アフリカの東北海岸沖でタンカーや貨物船が海賊に乗っ取られている、というので欧米では大騒ぎをしています。中国は軍艦を派遣し、日本もそれを検討中とのことです。しかしなぜこの問題が発生したのかについては欧米にしても日本にしてもマス・メディアは沈黙しています。要するに悪事を働く海賊どもだから退治しなければならない、というのが風潮です。

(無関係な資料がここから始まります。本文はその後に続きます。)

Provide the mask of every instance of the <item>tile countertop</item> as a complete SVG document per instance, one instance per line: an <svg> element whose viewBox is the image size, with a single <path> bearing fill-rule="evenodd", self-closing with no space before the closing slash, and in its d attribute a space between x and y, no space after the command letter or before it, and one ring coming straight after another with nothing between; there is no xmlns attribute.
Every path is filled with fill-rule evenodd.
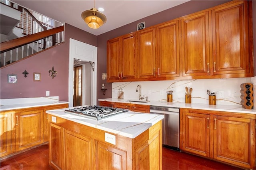
<svg viewBox="0 0 256 170"><path fill-rule="evenodd" d="M181 108L194 109L210 111L220 111L224 112L232 112L242 113L249 113L256 114L255 109L246 109L243 108L242 106L235 105L210 105L203 103L186 104L181 102L167 102L167 101L151 101L147 103L140 103L126 101L127 100L138 100L134 99L118 99L114 98L102 99L99 99L99 101L106 101L113 102L130 103L152 106L163 106ZM256 106L254 107L256 108Z"/></svg>
<svg viewBox="0 0 256 170"><path fill-rule="evenodd" d="M34 103L19 103L13 105L0 105L0 111L6 111L10 110L18 109L19 109L28 108L29 107L40 107L40 106L50 106L52 105L68 104L69 103L64 101L53 101L44 102L37 102Z"/></svg>
<svg viewBox="0 0 256 170"><path fill-rule="evenodd" d="M96 121L66 113L65 109L47 111L46 113L53 116L132 138L135 138L164 119L164 116L162 115L128 111Z"/></svg>

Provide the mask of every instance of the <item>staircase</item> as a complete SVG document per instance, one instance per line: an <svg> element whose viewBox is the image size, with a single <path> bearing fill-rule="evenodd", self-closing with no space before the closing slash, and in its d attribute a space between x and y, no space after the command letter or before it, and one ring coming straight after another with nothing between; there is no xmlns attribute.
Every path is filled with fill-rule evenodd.
<svg viewBox="0 0 256 170"><path fill-rule="evenodd" d="M63 42L63 24L38 15L9 1L1 0L1 68ZM38 18L61 26L54 28Z"/></svg>

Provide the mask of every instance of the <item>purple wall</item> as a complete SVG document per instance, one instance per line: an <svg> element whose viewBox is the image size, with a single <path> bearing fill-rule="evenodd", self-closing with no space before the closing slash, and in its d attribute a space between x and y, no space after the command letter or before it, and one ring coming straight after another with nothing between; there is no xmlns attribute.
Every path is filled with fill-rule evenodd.
<svg viewBox="0 0 256 170"><path fill-rule="evenodd" d="M86 26L85 25L85 26ZM70 38L97 46L96 37L68 24L65 26L65 42L1 69L1 99L58 96L68 101L68 57ZM54 79L48 72L54 66L57 71ZM25 70L29 73L22 75ZM33 72L41 73L41 81L34 81ZM7 83L8 74L17 75L18 83Z"/></svg>

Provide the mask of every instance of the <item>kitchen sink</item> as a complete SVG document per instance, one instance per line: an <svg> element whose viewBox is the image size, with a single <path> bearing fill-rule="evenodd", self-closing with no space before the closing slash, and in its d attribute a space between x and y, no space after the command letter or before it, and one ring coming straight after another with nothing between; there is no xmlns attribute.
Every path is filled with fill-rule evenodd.
<svg viewBox="0 0 256 170"><path fill-rule="evenodd" d="M140 103L148 103L149 101L146 101L145 100L128 100L125 101L130 101L131 102L140 102Z"/></svg>

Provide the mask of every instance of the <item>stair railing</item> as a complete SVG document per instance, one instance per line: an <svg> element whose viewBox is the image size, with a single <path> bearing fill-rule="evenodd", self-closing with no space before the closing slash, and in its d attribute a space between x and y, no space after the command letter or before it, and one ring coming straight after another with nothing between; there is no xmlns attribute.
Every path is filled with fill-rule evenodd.
<svg viewBox="0 0 256 170"><path fill-rule="evenodd" d="M10 53L10 61L8 61L7 63L11 63L14 61L12 60L13 51L16 53L16 60L14 61L16 61L23 59L24 53L26 53L26 56L28 56L34 54L35 50L37 53L40 52L38 49L42 51L43 49L55 45L57 43L62 42L62 38L60 39L60 42L56 42L56 38L62 38L64 31L64 26L60 26L1 43L0 48L1 57L3 53L3 66L5 66L6 63L6 53ZM46 43L44 42L44 40L46 40ZM30 45L32 45L32 49Z"/></svg>

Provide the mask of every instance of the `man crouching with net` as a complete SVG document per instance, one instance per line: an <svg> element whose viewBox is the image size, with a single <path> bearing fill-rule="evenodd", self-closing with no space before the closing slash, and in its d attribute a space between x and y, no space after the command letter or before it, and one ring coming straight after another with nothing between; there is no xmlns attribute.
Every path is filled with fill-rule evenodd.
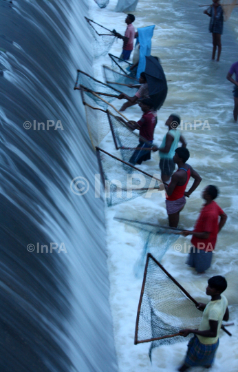
<svg viewBox="0 0 238 372"><path fill-rule="evenodd" d="M130 121L127 123L127 127L131 130L140 130L140 139L138 148L132 154L129 162L134 165L141 164L142 161L146 161L151 158L152 143L153 140L153 132L155 127L155 118L152 114L151 109L153 106L153 103L150 99L143 99L139 104L143 112L143 115L139 121ZM146 141L143 141L143 140ZM147 149L149 149L148 151Z"/></svg>
<svg viewBox="0 0 238 372"><path fill-rule="evenodd" d="M184 337L189 333L194 336L188 345L188 351L184 364L178 369L180 372L189 367L204 366L210 368L219 345L219 332L222 320L229 319L228 301L222 292L226 289L227 282L223 276L213 276L208 280L206 294L211 296L207 305L199 304L197 309L204 312L198 329L180 331Z"/></svg>

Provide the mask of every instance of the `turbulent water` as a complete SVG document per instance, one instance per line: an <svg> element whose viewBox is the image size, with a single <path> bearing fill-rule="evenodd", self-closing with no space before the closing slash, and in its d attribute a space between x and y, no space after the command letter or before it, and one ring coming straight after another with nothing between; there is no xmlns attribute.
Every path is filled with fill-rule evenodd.
<svg viewBox="0 0 238 372"><path fill-rule="evenodd" d="M111 0L103 12L91 4L91 18L123 33L125 14L113 12L116 0ZM220 191L217 203L228 214L228 221L218 236L211 267L204 276L197 276L187 267L190 239L180 238L172 244L162 263L197 300L207 302L205 295L207 280L224 275L228 280L225 292L230 305L230 338L220 332L220 346L213 371L238 371L237 276L237 124L232 118L232 85L226 80L232 63L238 59L237 10L224 24L221 37L223 50L219 63L210 61L212 37L208 32L209 18L203 14L200 0L140 0L136 11L136 28L155 25L151 54L161 59L168 80L169 92L164 105L158 112L155 143L160 145L166 132L164 123L172 112L183 121L183 131L191 152L188 163L199 173L202 182L187 200L181 214L180 226L191 229L202 205L201 192L208 184ZM209 1L204 1L209 3ZM119 56L122 42L115 43L110 52ZM98 78L102 76L101 65L111 64L109 58L95 63ZM114 101L119 108L122 101ZM138 120L141 111L138 106L123 114ZM190 124L189 124L190 123ZM106 151L118 156L110 134L100 145ZM151 174L159 173L159 158L143 163L140 169ZM151 365L148 356L149 344L135 346L133 336L137 308L142 278L135 276L135 262L143 254L143 245L136 229L113 220L114 216L133 220L168 223L162 193L150 198L140 197L125 204L106 209L107 249L111 278L111 304L113 316L116 347L121 372L173 372L181 364L186 351L186 342L158 348L153 353ZM160 247L158 247L158 253ZM154 251L156 251L156 247ZM204 372L204 369L194 369Z"/></svg>
<svg viewBox="0 0 238 372"><path fill-rule="evenodd" d="M73 90L76 68L91 72L87 1L0 9L0 369L113 372L103 201Z"/></svg>

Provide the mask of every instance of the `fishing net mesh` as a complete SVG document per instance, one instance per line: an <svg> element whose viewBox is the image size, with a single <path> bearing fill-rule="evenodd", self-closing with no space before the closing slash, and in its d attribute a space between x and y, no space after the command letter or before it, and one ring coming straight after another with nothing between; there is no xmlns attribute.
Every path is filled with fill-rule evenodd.
<svg viewBox="0 0 238 372"><path fill-rule="evenodd" d="M114 34L90 19L86 18L86 21L94 39L94 59L107 54L116 40Z"/></svg>
<svg viewBox="0 0 238 372"><path fill-rule="evenodd" d="M109 0L94 0L96 4L99 8L106 8L106 6L109 3Z"/></svg>
<svg viewBox="0 0 238 372"><path fill-rule="evenodd" d="M133 267L136 278L141 278L143 275L147 254L151 254L158 261L160 261L177 240L177 235L173 234L173 229L164 226L120 217L116 217L115 220L135 228L139 233L142 249Z"/></svg>
<svg viewBox="0 0 238 372"><path fill-rule="evenodd" d="M186 328L197 329L202 312L162 270L152 255L147 256L136 326L135 344L154 338L150 355L155 347L182 342L181 335L169 337Z"/></svg>
<svg viewBox="0 0 238 372"><path fill-rule="evenodd" d="M127 62L125 59L118 58L113 54L109 54L111 60L111 68L114 71L122 74L128 74L130 73L129 68L132 66L132 63Z"/></svg>
<svg viewBox="0 0 238 372"><path fill-rule="evenodd" d="M130 159L136 149L140 146L140 141L147 142L144 138L140 137L138 134L129 129L120 118L111 113L109 114L109 120L116 148L120 149L123 161L130 163ZM152 147L152 145L148 143L148 146ZM141 147L139 147L139 148ZM147 151L148 149L141 150L142 154Z"/></svg>
<svg viewBox="0 0 238 372"><path fill-rule="evenodd" d="M123 163L101 149L97 148L97 153L108 207L159 189L160 181L153 176L147 176L140 169Z"/></svg>
<svg viewBox="0 0 238 372"><path fill-rule="evenodd" d="M131 88L125 86L125 85L139 84L139 81L136 79L131 78L127 75L118 72L114 70L111 70L107 66L103 65L103 72L105 82L114 89L117 89L131 96L135 96L138 88Z"/></svg>
<svg viewBox="0 0 238 372"><path fill-rule="evenodd" d="M83 91L82 98L85 108L87 130L91 144L95 149L110 132L107 111L95 107L94 101L85 94Z"/></svg>
<svg viewBox="0 0 238 372"><path fill-rule="evenodd" d="M221 1L224 21L229 19L233 9L237 6L237 0L222 0Z"/></svg>
<svg viewBox="0 0 238 372"><path fill-rule="evenodd" d="M99 106L104 107L105 110L107 110L107 102L112 102L120 94L120 92L117 92L107 84L104 84L101 81L96 80L92 76L90 76L79 70L78 70L75 88L83 88L86 95L89 96ZM89 90L89 91L87 91L87 90ZM98 96L99 95L100 98L97 97L94 93L96 94ZM104 102L101 99L107 101L107 102Z"/></svg>

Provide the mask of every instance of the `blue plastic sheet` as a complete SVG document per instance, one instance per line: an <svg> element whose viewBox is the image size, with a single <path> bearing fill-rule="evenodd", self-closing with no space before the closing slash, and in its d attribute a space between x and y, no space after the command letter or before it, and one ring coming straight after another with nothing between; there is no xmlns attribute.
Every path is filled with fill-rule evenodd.
<svg viewBox="0 0 238 372"><path fill-rule="evenodd" d="M134 12L139 0L118 0L115 12Z"/></svg>
<svg viewBox="0 0 238 372"><path fill-rule="evenodd" d="M139 79L142 72L145 70L146 56L150 56L151 52L151 39L153 37L155 25L138 28L138 41L140 43L140 60L137 69L136 78Z"/></svg>

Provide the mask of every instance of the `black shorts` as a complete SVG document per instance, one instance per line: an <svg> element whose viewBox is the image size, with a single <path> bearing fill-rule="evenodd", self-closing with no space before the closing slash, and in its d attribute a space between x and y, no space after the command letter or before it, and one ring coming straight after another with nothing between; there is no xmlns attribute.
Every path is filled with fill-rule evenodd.
<svg viewBox="0 0 238 372"><path fill-rule="evenodd" d="M173 159L162 158L160 161L161 174L164 176L172 176L175 169L175 163Z"/></svg>
<svg viewBox="0 0 238 372"><path fill-rule="evenodd" d="M238 87L235 87L233 90L233 97L238 98Z"/></svg>

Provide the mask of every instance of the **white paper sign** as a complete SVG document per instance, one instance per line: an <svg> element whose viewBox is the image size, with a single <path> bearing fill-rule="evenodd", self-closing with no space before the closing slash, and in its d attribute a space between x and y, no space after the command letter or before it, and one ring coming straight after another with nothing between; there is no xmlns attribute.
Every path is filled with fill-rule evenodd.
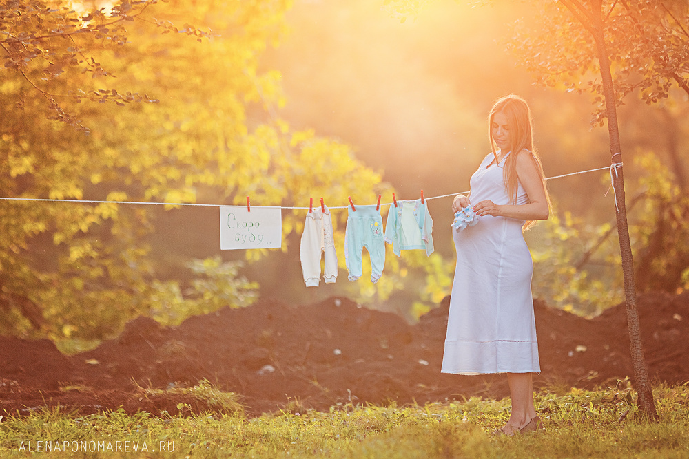
<svg viewBox="0 0 689 459"><path fill-rule="evenodd" d="M220 248L280 248L282 213L280 207L220 206Z"/></svg>

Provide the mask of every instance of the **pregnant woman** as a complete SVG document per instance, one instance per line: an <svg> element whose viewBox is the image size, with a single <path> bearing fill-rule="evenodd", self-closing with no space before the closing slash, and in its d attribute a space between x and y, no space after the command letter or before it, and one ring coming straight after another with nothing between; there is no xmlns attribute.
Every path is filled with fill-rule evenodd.
<svg viewBox="0 0 689 459"><path fill-rule="evenodd" d="M493 151L471 176L469 195L452 204L455 213L473 211L477 222L453 231L457 266L441 372L506 373L512 412L493 433L512 436L542 428L532 383L540 372L533 266L523 232L548 218L550 201L526 101L501 98L489 122Z"/></svg>

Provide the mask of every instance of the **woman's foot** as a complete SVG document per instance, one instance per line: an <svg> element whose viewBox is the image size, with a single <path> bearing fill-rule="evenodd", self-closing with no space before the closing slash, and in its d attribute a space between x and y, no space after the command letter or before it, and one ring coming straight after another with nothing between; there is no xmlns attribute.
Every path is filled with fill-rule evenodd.
<svg viewBox="0 0 689 459"><path fill-rule="evenodd" d="M541 420L538 415L536 415L519 427L515 427L514 425L508 423L500 429L493 431L493 435L495 436L505 435L511 437L513 435L516 435L517 434L526 434L526 432L535 432L539 430L544 430L543 421Z"/></svg>

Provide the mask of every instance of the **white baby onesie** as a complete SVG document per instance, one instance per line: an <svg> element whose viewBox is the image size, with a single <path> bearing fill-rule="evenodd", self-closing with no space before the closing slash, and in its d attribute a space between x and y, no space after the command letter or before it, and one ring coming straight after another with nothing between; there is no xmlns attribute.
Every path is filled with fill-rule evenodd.
<svg viewBox="0 0 689 459"><path fill-rule="evenodd" d="M338 256L333 239L333 220L327 206L314 207L306 214L302 234L299 257L301 259L304 282L307 287L318 287L320 282L320 257L325 259L323 278L333 284L338 277Z"/></svg>

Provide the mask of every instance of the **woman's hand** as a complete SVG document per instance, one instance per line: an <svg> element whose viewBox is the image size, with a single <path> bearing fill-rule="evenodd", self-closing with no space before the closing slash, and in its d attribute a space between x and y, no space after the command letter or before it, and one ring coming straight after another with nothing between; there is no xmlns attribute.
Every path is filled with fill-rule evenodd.
<svg viewBox="0 0 689 459"><path fill-rule="evenodd" d="M481 201L473 206L473 209L474 212L479 217L483 217L484 215L500 216L500 206L496 205L490 200Z"/></svg>
<svg viewBox="0 0 689 459"><path fill-rule="evenodd" d="M454 200L452 202L452 213L455 213L459 212L464 207L471 206L471 203L469 202L469 198L464 195L457 195L455 196Z"/></svg>

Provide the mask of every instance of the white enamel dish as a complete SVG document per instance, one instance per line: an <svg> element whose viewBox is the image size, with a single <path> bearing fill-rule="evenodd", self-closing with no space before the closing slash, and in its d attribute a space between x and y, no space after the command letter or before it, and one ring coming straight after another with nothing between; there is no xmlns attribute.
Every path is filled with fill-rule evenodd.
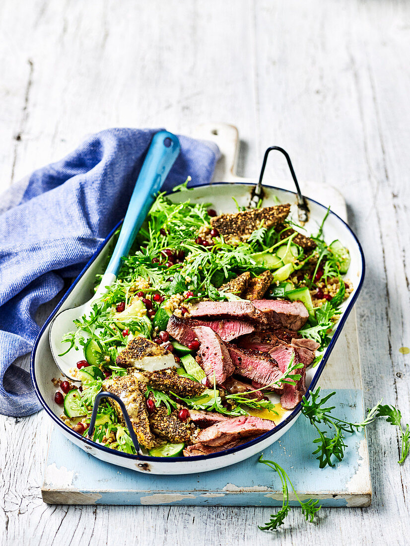
<svg viewBox="0 0 410 546"><path fill-rule="evenodd" d="M211 204L218 213L236 212L234 197L240 205L247 205L254 188L248 183L221 182L194 188L189 193L171 194L173 201L189 198L193 203ZM264 186L265 198L263 205L269 206L278 203L296 204L296 194L293 192L271 186ZM326 213L326 207L312 199L307 199L310 209L310 219L305 225L307 235L317 232ZM294 207L293 207L294 208ZM295 205L294 208L295 209ZM297 214L295 215L297 220ZM49 341L51 322L55 315L66 309L84 303L90 298L96 275L103 272L104 264L112 245L110 245L115 230L110 234L97 251L65 294L47 322L44 325L35 341L31 358L31 375L35 392L46 413L62 433L75 444L98 459L108 462L140 472L154 474L188 474L206 472L222 468L239 462L255 454L270 446L285 434L295 423L300 414L301 405L287 411L282 420L271 431L255 440L231 449L207 455L194 457L157 458L146 455L132 455L102 446L87 438L83 437L67 426L60 418L62 406L54 402L55 387L51 379L60 377L60 372L53 359ZM353 291L341 308L342 314L337 328L320 363L314 369L307 370L306 385L313 389L324 368L335 343L361 288L365 272L365 261L361 247L354 234L347 224L334 212L330 212L324 228L324 237L329 244L339 239L347 247L351 257L351 263L346 277L353 284ZM82 358L79 352L79 360ZM309 390L306 396L308 397ZM278 401L278 397L277 401Z"/></svg>

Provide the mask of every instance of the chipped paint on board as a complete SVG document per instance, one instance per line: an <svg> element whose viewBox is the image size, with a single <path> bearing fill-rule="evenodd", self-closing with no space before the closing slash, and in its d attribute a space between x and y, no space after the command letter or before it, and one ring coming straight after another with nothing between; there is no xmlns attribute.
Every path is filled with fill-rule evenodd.
<svg viewBox="0 0 410 546"><path fill-rule="evenodd" d="M191 498L196 498L196 495L180 495L179 493L155 493L146 497L141 497L141 505L165 505L170 502L178 502Z"/></svg>

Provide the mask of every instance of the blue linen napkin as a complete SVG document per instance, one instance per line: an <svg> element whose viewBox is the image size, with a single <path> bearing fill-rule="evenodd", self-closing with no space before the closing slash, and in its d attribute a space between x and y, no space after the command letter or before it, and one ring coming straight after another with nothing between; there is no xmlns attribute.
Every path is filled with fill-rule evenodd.
<svg viewBox="0 0 410 546"><path fill-rule="evenodd" d="M35 171L0 199L0 413L41 409L27 372L11 363L39 331L39 306L76 276L123 217L145 154L160 129L109 129ZM216 145L179 136L181 153L163 190L210 182Z"/></svg>

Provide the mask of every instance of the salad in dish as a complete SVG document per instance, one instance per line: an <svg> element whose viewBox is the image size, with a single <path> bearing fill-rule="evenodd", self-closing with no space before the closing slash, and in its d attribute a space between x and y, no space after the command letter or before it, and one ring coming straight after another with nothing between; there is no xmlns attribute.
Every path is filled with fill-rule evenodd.
<svg viewBox="0 0 410 546"><path fill-rule="evenodd" d="M158 195L116 282L64 335L78 382L52 380L74 431L87 435L96 396L109 393L154 456L213 453L274 429L353 289L348 250L324 240L327 215L308 236L289 204L218 215L176 189L181 201ZM100 403L93 440L135 453L114 399Z"/></svg>

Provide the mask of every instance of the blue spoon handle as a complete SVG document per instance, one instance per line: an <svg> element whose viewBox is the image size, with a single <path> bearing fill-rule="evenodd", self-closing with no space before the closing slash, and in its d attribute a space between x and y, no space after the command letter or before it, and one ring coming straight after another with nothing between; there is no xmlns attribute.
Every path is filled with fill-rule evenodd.
<svg viewBox="0 0 410 546"><path fill-rule="evenodd" d="M109 276L117 277L122 258L129 252L154 202L155 195L161 189L180 150L179 141L172 133L160 131L154 135L131 196L117 244L105 271L104 277L106 276L107 281ZM102 282L101 284L104 286Z"/></svg>

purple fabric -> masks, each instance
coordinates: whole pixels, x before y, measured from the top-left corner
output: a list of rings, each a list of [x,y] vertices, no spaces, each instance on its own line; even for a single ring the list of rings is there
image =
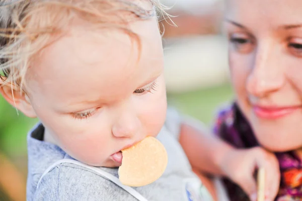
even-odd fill
[[[214,132],[220,138],[238,148],[259,146],[247,120],[235,103],[219,111]],[[276,201],[302,200],[302,163],[293,152],[275,154],[279,161],[281,180]],[[232,201],[249,200],[244,192],[231,181],[224,185]]]

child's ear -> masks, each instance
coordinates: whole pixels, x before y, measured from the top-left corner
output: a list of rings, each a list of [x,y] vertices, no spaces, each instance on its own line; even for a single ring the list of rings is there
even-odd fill
[[[4,83],[3,81],[0,79],[0,93],[9,103],[26,116],[32,118],[36,117],[36,113],[29,99],[24,92],[20,93],[20,90],[21,89],[20,87],[10,83]]]

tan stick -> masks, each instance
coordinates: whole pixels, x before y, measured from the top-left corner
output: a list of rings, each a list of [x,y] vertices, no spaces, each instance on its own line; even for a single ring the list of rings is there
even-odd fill
[[[257,175],[258,182],[258,201],[264,201],[265,194],[264,192],[265,183],[265,170],[264,168],[259,168]]]

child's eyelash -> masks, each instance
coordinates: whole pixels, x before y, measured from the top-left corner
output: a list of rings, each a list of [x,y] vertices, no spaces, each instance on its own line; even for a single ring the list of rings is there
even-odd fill
[[[142,89],[136,89],[134,91],[134,93],[136,94],[142,94],[144,92],[150,92],[152,93],[152,91],[156,91],[156,89],[158,87],[158,85],[156,82],[154,82],[151,85],[149,86],[146,87],[145,88]]]
[[[96,108],[94,109],[91,109],[90,110],[86,111],[84,112],[74,113],[72,114],[72,117],[74,118],[75,119],[87,119],[88,117],[91,116],[91,115],[92,115],[96,111],[97,109]]]
[[[156,91],[156,89],[158,87],[158,86],[156,84],[156,83],[154,82],[151,85],[147,87],[142,89],[136,89],[134,91],[134,93],[137,94],[142,94],[144,92],[152,93],[153,91]],[[93,115],[95,113],[95,112],[97,111],[97,108],[95,108],[90,110],[85,111],[83,112],[73,113],[72,113],[71,115],[72,115],[72,117],[73,117],[75,119],[87,119],[90,116],[91,116],[92,115]]]

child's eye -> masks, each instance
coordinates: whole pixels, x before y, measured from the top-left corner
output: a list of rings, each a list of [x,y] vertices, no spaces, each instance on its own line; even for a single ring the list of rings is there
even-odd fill
[[[290,43],[288,44],[289,52],[295,56],[302,57],[302,44]]]
[[[97,111],[97,108],[83,111],[82,112],[72,113],[72,117],[76,119],[88,118],[93,115]]]
[[[151,85],[144,88],[136,89],[133,93],[136,94],[142,94],[144,92],[152,93],[152,91],[156,91],[158,86],[155,82],[154,82]]]

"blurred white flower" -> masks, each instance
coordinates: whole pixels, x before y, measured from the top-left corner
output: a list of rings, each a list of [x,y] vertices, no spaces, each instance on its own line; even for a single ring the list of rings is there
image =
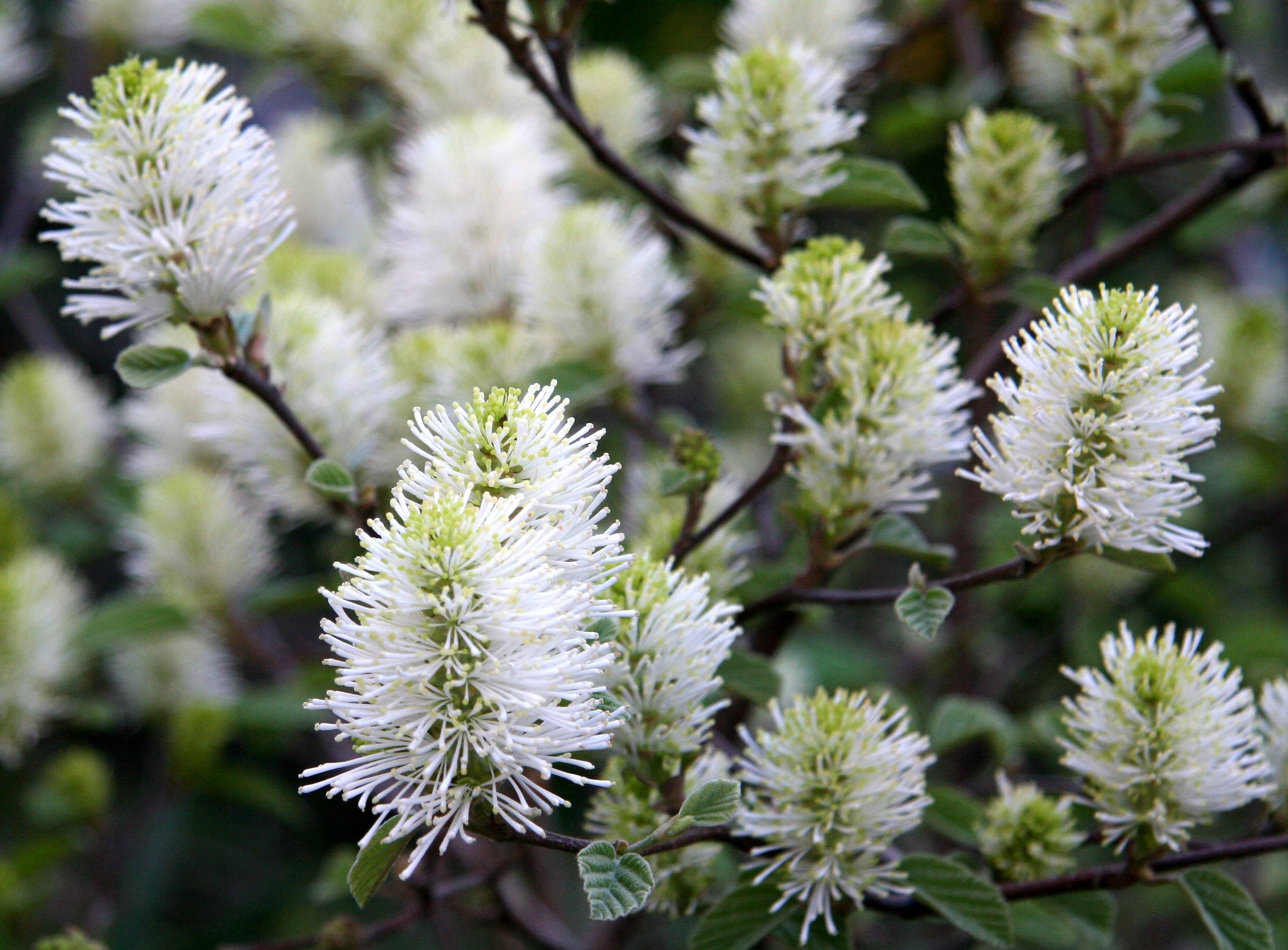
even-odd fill
[[[53,554],[28,550],[0,565],[0,764],[17,766],[62,706],[85,598]]]
[[[0,470],[35,491],[89,482],[107,458],[107,400],[80,366],[45,356],[0,375]]]
[[[366,171],[357,155],[340,147],[340,124],[322,112],[291,116],[273,133],[277,166],[300,238],[363,247],[372,233]]]
[[[1123,623],[1100,642],[1104,672],[1064,673],[1082,692],[1065,699],[1064,764],[1081,773],[1105,843],[1145,857],[1179,851],[1194,825],[1267,794],[1252,691],[1202,633],[1176,625],[1144,639]]]
[[[863,116],[840,107],[841,68],[800,43],[721,50],[715,70],[717,90],[698,102],[705,128],[688,130],[689,169],[777,231],[784,214],[845,179],[836,147]]]
[[[867,66],[890,39],[875,0],[735,0],[721,32],[739,52],[802,43],[849,71]]]
[[[565,209],[524,260],[518,320],[559,360],[611,365],[631,383],[676,383],[697,345],[677,345],[688,291],[643,211]]]
[[[1199,556],[1207,541],[1172,522],[1198,504],[1185,459],[1212,446],[1193,308],[1148,293],[1068,287],[1042,320],[1005,344],[1018,379],[989,380],[1003,412],[975,431],[974,472],[1011,503],[1038,548],[1068,539],[1124,550]]]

しかしこの問題の発端が何であるのかを調べてみると、全く別の話になります。この「海賊たち」は元来漁師です。つまり海へ出て魚を捕り生活をしていたのです。ところが最近は欧米中日などの大型の船舶がひっきりなしに通り続け、漁業などできなくなりました。生活の道を絶たれれば別の方法を考えるしかありません。と言っても漁業しかしらない人たちですから他に生計を立てる方法はありません。好むと好まざるとにかかわらず、「海賊」になるのが事実上唯一残された生きる道です。彼らはこのことをはっきりと述べていますが、マス・メディアは彼らの言う事を無視し、いかに悪者であるか、ということしか伝えません。
よく考えてみると、真珠湾攻撃で日本を悪者とし、それ以前に何があったかには沈黙している欧米のマス・メディアと同じです。ウラのウラの良い例だと思いませんか。